AFL.double_agent.Preprocessor module#

PipelineOps for Data Preprocessing

This module contains preprocessing operations that transform, normalize, and prepare data for analysis. Preprocessors handle tasks such as: - Scaling and normalizing data - Transforming between coordinate systems - Filtering and smoothing signals - Extracting features from raw measurements - Converting between different data representations

Each preprocessor is implemented as a PipelineOp that can be composed with others in a processing pipeline.

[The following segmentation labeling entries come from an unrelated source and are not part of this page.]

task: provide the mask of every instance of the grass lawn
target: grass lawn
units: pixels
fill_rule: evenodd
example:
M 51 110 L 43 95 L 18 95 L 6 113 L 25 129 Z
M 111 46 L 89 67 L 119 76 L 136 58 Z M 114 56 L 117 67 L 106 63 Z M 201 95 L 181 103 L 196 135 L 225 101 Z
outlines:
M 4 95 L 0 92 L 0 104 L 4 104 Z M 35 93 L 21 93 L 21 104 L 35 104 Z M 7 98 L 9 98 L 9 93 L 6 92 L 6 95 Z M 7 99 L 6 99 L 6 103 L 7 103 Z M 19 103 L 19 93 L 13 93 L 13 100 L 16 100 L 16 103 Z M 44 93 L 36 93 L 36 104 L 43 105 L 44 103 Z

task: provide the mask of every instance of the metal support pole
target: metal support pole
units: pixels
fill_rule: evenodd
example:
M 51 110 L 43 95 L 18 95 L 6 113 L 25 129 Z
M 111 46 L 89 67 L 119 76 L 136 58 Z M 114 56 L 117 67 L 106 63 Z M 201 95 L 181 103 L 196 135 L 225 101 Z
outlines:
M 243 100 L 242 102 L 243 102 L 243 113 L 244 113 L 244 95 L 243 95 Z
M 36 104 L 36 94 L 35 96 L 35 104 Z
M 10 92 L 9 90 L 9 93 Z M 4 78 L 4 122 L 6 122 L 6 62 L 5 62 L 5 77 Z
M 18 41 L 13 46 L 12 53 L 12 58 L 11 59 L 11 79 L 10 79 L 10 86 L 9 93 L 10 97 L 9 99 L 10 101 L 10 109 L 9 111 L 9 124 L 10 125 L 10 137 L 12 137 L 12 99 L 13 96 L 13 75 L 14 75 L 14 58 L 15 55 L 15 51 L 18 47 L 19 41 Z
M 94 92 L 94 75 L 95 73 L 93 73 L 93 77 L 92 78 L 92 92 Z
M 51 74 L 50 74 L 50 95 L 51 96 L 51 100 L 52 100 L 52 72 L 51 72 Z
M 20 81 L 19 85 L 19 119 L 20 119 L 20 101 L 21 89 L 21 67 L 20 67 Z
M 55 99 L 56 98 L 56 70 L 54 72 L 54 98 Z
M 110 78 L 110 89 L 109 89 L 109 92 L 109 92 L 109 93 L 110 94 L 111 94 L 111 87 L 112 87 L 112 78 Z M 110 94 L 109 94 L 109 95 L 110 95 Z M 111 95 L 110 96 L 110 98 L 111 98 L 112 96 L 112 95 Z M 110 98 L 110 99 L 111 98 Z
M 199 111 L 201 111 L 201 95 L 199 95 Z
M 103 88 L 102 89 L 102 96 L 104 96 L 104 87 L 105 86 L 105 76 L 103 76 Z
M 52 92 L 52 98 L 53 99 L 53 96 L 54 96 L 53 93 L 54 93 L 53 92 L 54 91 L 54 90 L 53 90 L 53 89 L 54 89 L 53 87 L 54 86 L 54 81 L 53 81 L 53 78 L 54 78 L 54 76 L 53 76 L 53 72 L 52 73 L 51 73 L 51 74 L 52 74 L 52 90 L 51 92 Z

class AFL.double_agent.Preprocessor.ArrayToVars(input_variable: str, output_variables: list, split_dim: list, postfix: str = '', squeeze: bool = False, name: str = 'DatasetToVars')#

Bases: Preprocessor

Convert an array into multiple variables

Parameters:
  • input_variable (str) – The name of the array variable to split into separate variables

  • output_variables (list) – The names of the variables to create from the array

  • split_dim (str) – The dimension to split the array along

  • postfix (str, default='') – String to append to output variable names

  • squeeze (bool, default=False) – Whether to squeeze out single-dimension axes

  • name (str, default='DatasetToVars') – The name to use when added to a Pipeline

calculate(dataset)#

Apply this PipelineOp to the supplied xarray.dataset

class AFL.double_agent.Preprocessor.BarycentricToTernaryXY(input_variable: str, output_variable: str, sample_dim: str, name: str = 'BarycentricToTernaryXY')#

Bases: Preprocessor

Transform from ternary coordinates to xy coordinates

Note —- Adapted from BaryCentric transform mpltern: yuzie007/mpltern

Parameters:
  • input_variable (str) – The name of the xarray.Dataset data variable to extract from the input dataset

  • output_variable (str) – The name of the variable to be inserted into the xarray.Dataset by this PipelineOp

  • sample_dim (str) – The dimension to use when calculating the data minimum

  • name (str) – The name to use when added to a Pipeline. This name is used when calling Pipeline.search(

calculate(dataset: Dataset) Self#

Apply this PipelineOp to the supplied xarray.dataset

class AFL.double_agent.Preprocessor.Destandardize(input_variable: str, output_variable: str, dim: str, component_dim: str | None = 'component', scale_variable: str | None = None, min_val: Number | None = None, max_val: Number | None = None, name: str = 'Destandardize')#

Bases: Preprocessor

Transform the data from 0->1 scaling

Parameters:
  • input_variable (str) – The name of the xarray.Dataset data variable to extract from the input dataset

  • output_variable (str) – The name of the variable to be inserted into the xarray.Dataset by this PipelineOp

  • dim (str) – The dimension used for calculating the data minimum

  • component_dim (str | None, default="component") – The dimension for component-wise operations

  • scale_variable (str | None, default=None) – If specified, the min/max of this data variable in the supplied xarray.Dataset will be used to scale the data rather than min/max of the input_variable or the supplied min_val or max_val

  • min_val (Number | None, default=None) – Value used to scale the data minimum

  • max_val (Number | None, default=None) – Value used to scale the data maximum

  • name (str, default="Destandardize") – The name to use when added to a Pipeline

calculate(dataset: Dataset) Self#

Apply this PipelineOp to the supplied xarray.dataset

class AFL.double_agent.Preprocessor.Extrema(input_variable: str, output_variable: str, dim: str, return_coords: bool = False, operator='max', slice: List | None = None, slice_dim: str | None = None, name: str = 'Extrema')#

Bases: Preprocessor

Find the extrema of a data variable

calculate(dataset: Dataset) Self#

Apply this PipelineOp to the supplied xarray.dataset

class AFL.double_agent.Preprocessor.Preprocessor(input_variable: str = None, output_variable: str = None, name: str = 'PreprocessorBase')#

Bases: PipelineOp

Base class stub for all preprocessors

Parameters:
  • input_variable (str) – The name of the xarray.Dataset data variable to extract from the input dataset

  • output_variable (str) – The name of the variable to be inserted into the xarray.Dataset by this PipelineOp

  • name (str) – The name to use when added to a Pipeline. This name is used when calling Pipeline.search()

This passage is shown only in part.